Let us explore an alternative shared memory solution where we address these challenges.
Asynchronous I/O interface
Before discussing the solution, it helps to understand the common I/O interface for user-space networking. The interface resembles that of the io_uring API introduced in Linux. A lot of the concepts carry over to this domain. Let us discuss this I/O mechanism briefly. To begin with, as the name suggests, there are no system calls in the critical path. All the read operations occur in the user-space. Moreover, the network read API is closer to the readv system call than the read system call in that the user submits several memory buffers at once. These memory buffers are filled with one datagram each. This style of a read
is also called scatter input
since the datagrams are not necessarily contiguous but are instead “scattered” into these memory buffers. The no-system call API is similar to kernel-polled
version of the io_uring API. However, unlike in io_uring, the memory buffers are not submitted to the kernel but instead they are submitted to the NIC or more accurately, the software interface provided by the network device’s library.
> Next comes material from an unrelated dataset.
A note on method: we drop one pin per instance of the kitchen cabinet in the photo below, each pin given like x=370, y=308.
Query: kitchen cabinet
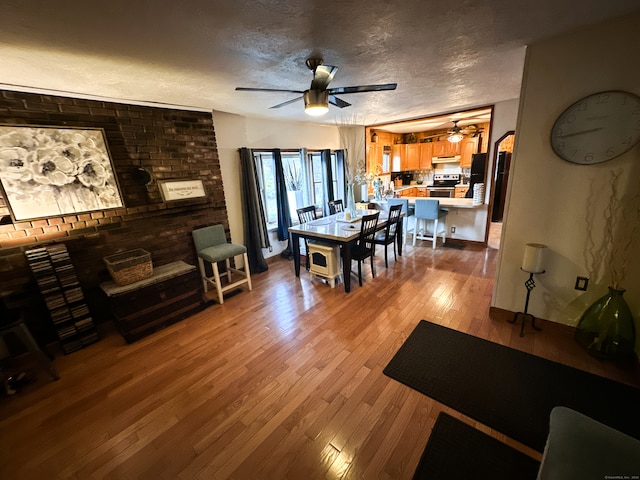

Another difference between the user-space interface and that of the io_uring
is that the network link is not identified by a file descriptor in the former. Instead, the applications create virtual NICs called queue pairs. A queue pair is configured at startup to control the network flow through the virtual NIC similar to how a socket in configured. In the current context, the queue pair is configured to send an IGMP request to subscribe to the appropriate multicast group and add appropriate multicast filters to listen only to the required groups.
Avoiding the extra copy
Now that we understand how the NIC transfers ethereum frames to the memory buffers, there is a seemingly straightforward solution that avoids the additional copy. We can share the memory buffers submitted to the NIC across the interested applications. However, before we can do this, we still need to flesh some details out.
Who submits these buffers? We still use a separate dedicated application to submit the buffers in shared memory. Then, how is this solution different from processing requirements? The main difference is that in this solution, the dedicated application need not poll for incoming network data. It can still submit the memory buffers asynchronously without the need to hog a processor core. How do the trading clients know when the data arrives over the buffer? Does each client maintain a completion queue of their own? No, only a single completion queue exists per network flow. The first few bytes of each memory buffer is initialized with a magic number before it is submitted to the queue pair. Since the write to the buffer is atomic, the clients detect arrival of new data by comparing the first few bytes with the magic number. This trick would not have been possible if the datagrams were arranged contiguously in memory instead of as memory buffers. Moreover, since the buffers are aligned at the cache line boundary, the reads are a bit faster. The reads are faster because unlike in the popular depictions of DMA, the network data reaches the cache before it reaches the main memory.
The current solution is not strictly better than the proposed solution earlier. The number of memory buffers you can register with NIC is very limited in comparison to the the amount of shared memory you can copy datagrams into. This is especially important for slow clients since some clients may not be able to keep up with the network ingress. The good news is that the first solution is sufficient in most cases for such clients.
Conclusion
When discussing about reducing read redundancy at the network layer, the choice is clear - use multicast whenever possible. However, when discussing shared memory solutions to reduce read redundancy across applications of a single host machine, we need to evaluate the latency requirements carefully.